Naturally, I couldn’t resist adding my own touch, as I always do. The result is a recipe both comforting and refined, a tart that will gently perfume your home with apples and cinnamon, and one that, I hope, will stir memories of your own.

Mom’s French Apple Tart
Ingredients
For the pastry dough (sweet tart crust):
- 2 cups (250 g) all-purpose flour
- 9 tbsp (125 g) unsalted butter, cold, cut into small cubes
- ⅔ cup (80 g) confectioners’ sugar (powdered sugar)
- 1 large egg
- A pinch of salt
For the filling:
- 5 to 6 medium apples (a mix of sweet and tart varieties is ideal, but any kind works)
- 2 tbsp (25 g) granulated sugar
- 1–1 ½ tbsp (15–20 g) unsalted butter
- ½ tsp ground cinnamon (optional, but recommended)
Instructions
Make the pastry
- In a large bowl, mix the flour, confectioners’ sugar, and salt.
- Add the cold butter and rub it into the flour with your fingertips until the mixture looks sandy.
- Add the egg and bring the dough together quickly without overworking it.
- Shape into a ball, flatten slightly, wrap in plastic wrap, and chill in the refrigerator for at least 30 minutes.
Prepare the tart shell
- Roll out the dough on a lightly floured surface.
- Transfer to a buttered tart pan (9 to 10 inches / 23–25 cm in diameter), pressing gently into the edges.
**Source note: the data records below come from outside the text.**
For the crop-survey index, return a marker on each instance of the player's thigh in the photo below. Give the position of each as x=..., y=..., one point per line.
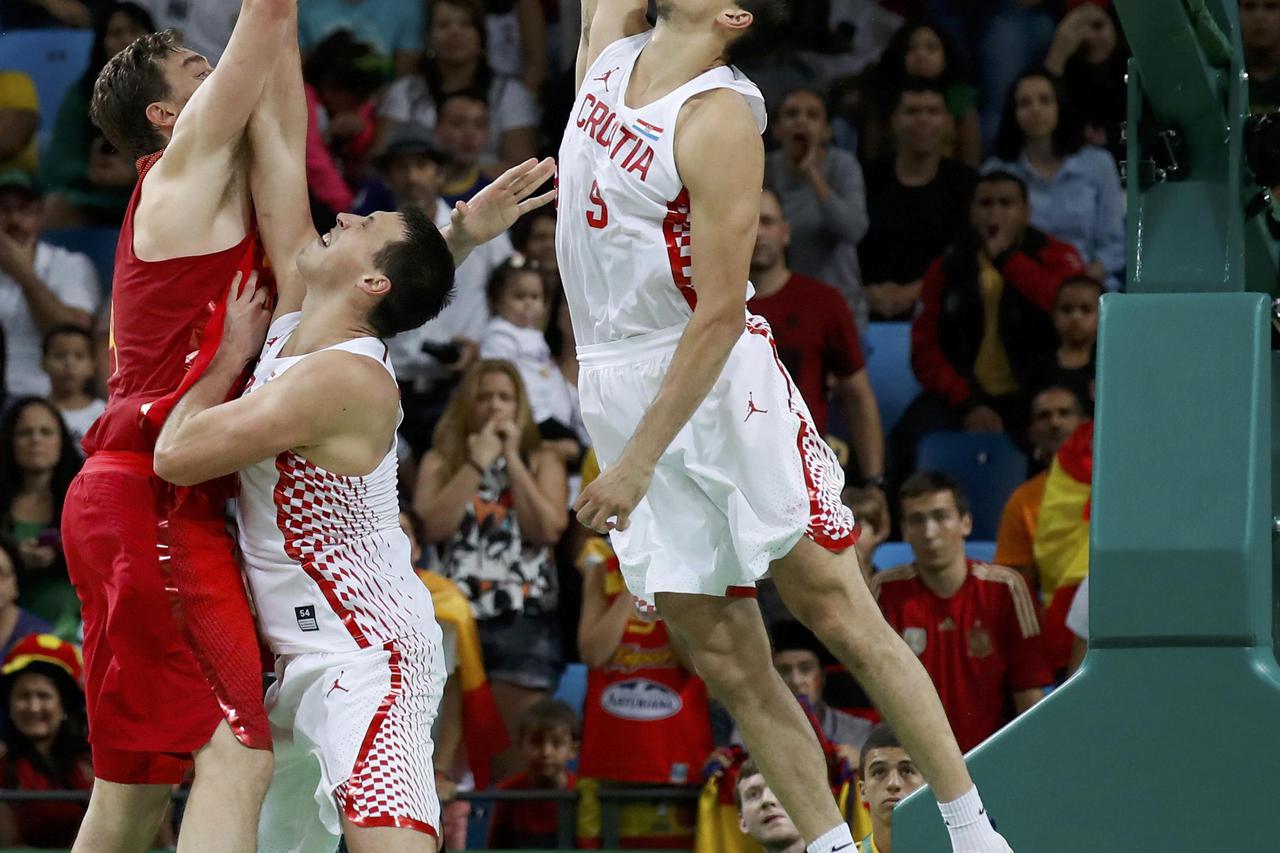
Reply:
x=387, y=839
x=824, y=589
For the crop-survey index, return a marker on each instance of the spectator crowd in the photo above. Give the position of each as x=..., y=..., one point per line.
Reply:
x=940, y=172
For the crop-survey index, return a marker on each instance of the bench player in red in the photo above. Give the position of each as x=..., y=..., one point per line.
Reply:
x=173, y=671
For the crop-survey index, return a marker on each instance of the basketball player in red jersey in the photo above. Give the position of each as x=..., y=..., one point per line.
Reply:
x=661, y=172
x=172, y=666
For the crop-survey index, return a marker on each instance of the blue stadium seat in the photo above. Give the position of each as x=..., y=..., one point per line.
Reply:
x=97, y=242
x=887, y=347
x=988, y=465
x=54, y=58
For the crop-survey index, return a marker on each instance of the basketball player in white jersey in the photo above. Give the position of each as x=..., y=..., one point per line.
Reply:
x=359, y=670
x=714, y=473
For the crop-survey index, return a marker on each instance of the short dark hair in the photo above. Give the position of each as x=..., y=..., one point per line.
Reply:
x=420, y=268
x=748, y=770
x=549, y=714
x=128, y=83
x=931, y=482
x=1002, y=176
x=881, y=737
x=762, y=37
x=67, y=328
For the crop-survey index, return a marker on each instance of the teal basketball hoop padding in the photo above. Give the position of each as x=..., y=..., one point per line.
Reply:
x=1168, y=740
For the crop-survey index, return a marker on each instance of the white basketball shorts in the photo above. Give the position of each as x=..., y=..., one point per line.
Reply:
x=740, y=484
x=352, y=734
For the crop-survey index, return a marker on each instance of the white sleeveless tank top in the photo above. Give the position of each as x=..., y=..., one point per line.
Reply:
x=624, y=235
x=328, y=565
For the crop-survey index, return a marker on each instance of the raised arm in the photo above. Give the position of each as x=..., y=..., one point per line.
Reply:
x=603, y=23
x=721, y=158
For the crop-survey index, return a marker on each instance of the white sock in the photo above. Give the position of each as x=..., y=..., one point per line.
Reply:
x=969, y=826
x=837, y=838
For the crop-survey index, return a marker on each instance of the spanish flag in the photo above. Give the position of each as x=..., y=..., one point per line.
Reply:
x=484, y=734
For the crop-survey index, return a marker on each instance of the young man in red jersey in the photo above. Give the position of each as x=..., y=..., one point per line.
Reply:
x=976, y=626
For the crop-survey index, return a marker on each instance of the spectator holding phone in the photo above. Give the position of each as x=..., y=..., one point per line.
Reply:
x=37, y=463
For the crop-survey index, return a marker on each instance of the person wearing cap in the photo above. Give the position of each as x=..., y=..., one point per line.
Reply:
x=45, y=740
x=430, y=359
x=41, y=286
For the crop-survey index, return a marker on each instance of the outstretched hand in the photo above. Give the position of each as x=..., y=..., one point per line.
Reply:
x=497, y=208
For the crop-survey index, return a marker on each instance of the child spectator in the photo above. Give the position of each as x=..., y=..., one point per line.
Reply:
x=37, y=464
x=68, y=359
x=1075, y=360
x=548, y=738
x=497, y=500
x=920, y=49
x=45, y=740
x=456, y=62
x=88, y=181
x=462, y=136
x=14, y=621
x=1074, y=188
x=517, y=299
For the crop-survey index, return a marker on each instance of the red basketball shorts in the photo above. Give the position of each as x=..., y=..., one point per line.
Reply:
x=169, y=641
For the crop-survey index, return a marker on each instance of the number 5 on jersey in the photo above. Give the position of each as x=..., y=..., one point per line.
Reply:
x=598, y=213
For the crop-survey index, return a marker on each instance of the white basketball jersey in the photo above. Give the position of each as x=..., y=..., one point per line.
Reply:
x=328, y=565
x=624, y=235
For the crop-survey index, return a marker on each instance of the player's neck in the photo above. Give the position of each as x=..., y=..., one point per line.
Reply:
x=671, y=59
x=771, y=281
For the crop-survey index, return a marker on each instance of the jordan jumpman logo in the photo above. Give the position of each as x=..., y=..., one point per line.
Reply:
x=336, y=685
x=752, y=409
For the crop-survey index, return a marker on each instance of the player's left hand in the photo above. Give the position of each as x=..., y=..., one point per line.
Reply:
x=497, y=208
x=613, y=495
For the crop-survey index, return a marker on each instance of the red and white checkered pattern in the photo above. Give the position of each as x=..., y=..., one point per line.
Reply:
x=393, y=781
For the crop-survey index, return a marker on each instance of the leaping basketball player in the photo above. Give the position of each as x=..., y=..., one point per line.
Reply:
x=714, y=473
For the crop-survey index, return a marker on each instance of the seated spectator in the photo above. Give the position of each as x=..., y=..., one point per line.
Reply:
x=760, y=815
x=496, y=500
x=87, y=179
x=456, y=62
x=429, y=360
x=822, y=195
x=462, y=135
x=984, y=320
x=1260, y=31
x=37, y=464
x=1056, y=413
x=205, y=26
x=41, y=286
x=1074, y=190
x=816, y=338
x=19, y=119
x=871, y=509
x=922, y=50
x=68, y=361
x=634, y=661
x=973, y=625
x=45, y=740
x=44, y=14
x=799, y=658
x=548, y=735
x=342, y=76
x=16, y=623
x=1075, y=360
x=886, y=776
x=917, y=200
x=393, y=28
x=516, y=35
x=1091, y=56
x=517, y=299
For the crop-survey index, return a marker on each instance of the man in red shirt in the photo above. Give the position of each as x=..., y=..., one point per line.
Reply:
x=816, y=338
x=976, y=626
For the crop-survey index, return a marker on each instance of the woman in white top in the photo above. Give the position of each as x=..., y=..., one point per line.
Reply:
x=455, y=62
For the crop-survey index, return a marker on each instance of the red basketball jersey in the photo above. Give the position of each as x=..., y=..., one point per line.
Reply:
x=167, y=320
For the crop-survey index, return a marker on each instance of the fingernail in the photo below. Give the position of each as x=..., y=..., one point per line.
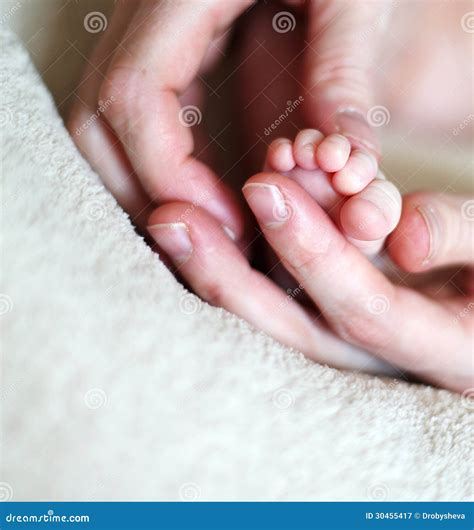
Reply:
x=353, y=124
x=267, y=203
x=434, y=229
x=229, y=232
x=174, y=239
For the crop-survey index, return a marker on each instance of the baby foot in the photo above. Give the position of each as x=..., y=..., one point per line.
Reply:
x=344, y=181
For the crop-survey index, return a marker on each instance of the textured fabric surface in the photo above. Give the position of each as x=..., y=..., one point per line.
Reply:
x=118, y=384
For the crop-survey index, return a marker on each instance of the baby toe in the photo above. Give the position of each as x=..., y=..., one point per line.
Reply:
x=280, y=156
x=360, y=170
x=333, y=152
x=373, y=213
x=304, y=148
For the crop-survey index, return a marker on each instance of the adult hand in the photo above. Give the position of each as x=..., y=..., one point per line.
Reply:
x=429, y=335
x=148, y=63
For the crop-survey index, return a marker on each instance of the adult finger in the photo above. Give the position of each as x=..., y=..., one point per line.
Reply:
x=151, y=67
x=217, y=272
x=357, y=300
x=434, y=230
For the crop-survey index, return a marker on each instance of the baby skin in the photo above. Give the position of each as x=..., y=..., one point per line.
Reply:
x=345, y=181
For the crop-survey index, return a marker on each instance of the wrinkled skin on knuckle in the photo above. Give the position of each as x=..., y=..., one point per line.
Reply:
x=363, y=330
x=119, y=91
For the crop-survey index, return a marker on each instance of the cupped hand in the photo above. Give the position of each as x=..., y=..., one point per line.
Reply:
x=426, y=331
x=143, y=88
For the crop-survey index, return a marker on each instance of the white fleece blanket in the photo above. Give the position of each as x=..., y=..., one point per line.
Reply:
x=118, y=384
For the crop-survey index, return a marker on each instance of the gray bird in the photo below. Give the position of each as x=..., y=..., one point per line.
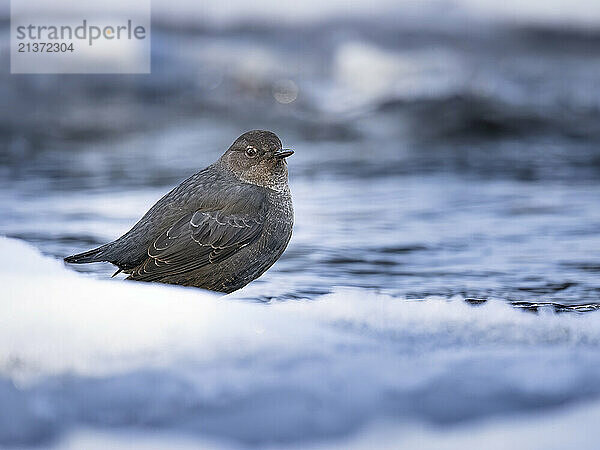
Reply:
x=220, y=229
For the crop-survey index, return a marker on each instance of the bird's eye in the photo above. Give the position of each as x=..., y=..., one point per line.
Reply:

Prick the base with a fork.
- Keep chilled while you prepare the apples.
Prepare the apples
- Peel, core, and dice 2 apples.
- Cook them gently in a small saucepan with a splash of water, a little sugar, and a pinch of cinnamon, until soft, like a simple applesauce.
- Slice the remaining apples into thin, even slices.
Assemble the tart
- Preheat the oven to 350°F (180°C).
- Spread the apple sauce evenly over the pastry base.
- Arrange the apple slices on top in a neat rosette pattern.
- Sprinkle with the granulated sugar, dot with butter, and finish with a light dusting of cinnamon.
Bake
- Bake for 35–40 minutes, until the crust is golden and the apples are slightly caramelized.
- Let cool a little before serving so the flavors settle.